Effect of axion-like particles on the spectrum of the extragalactic gamma-ray background

TL;DR

This paper explores how axion-like particles could influence the gamma-ray background spectrum at TeV energies, potentially revealing new physics beyond current models, with future observations needed for confirmation.

Contribution

It investigates the impact of ALPs on the extragalactic gamma-ray background spectrum at TeV energies, identifying potential deviations and constraining ALP parameter space.

Findings

ALPs can cause significant deviations in the EGB spectrum above 1 TeV.

Current Fermi-LAT data cannot detect the ALP-induced effects.

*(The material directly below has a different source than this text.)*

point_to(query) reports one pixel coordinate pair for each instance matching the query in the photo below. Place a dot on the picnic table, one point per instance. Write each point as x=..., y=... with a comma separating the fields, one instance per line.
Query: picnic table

Most ALP parameter space is constrained by existing limits, leaving a small region testable by future instruments.

Abstract

Axion-like particles (ALPs) provide a feasible explanation for the observed lower TeV opacity of the Universe. If the anomaly TeV transparency is caused by ALPs, then the fluxes of distant extragalactic sources will be enhanced at photon energies beyond TeV, resulting in an enhancement of the observed extragalactic gamma-ray background (EGB) spectrum. In this work, we have investigated the ALP modulation on the EGB spectrum at TeV energies. Our results show that in the most optimistic case, the existence of ALPs can cause the EGB spectrum to greatly deviate from the prediction of a pure extragalactic-background-light (EBL) absorption scenario. The deviation occurs at approximately $\gtrsim$1 TeV, and the current EGB measurements by Fermi-LAT cannot identify such an effect. We also find that most of the sensitive ALP parameters have been ruled out by existing constraints, leaving only a small region of unrestricted parameters that can be probed using the EGB effect investigated in this work. Observations from forthcoming very-high-energy instruments like LHAASO and CTA may be beneficial for the study of this effect.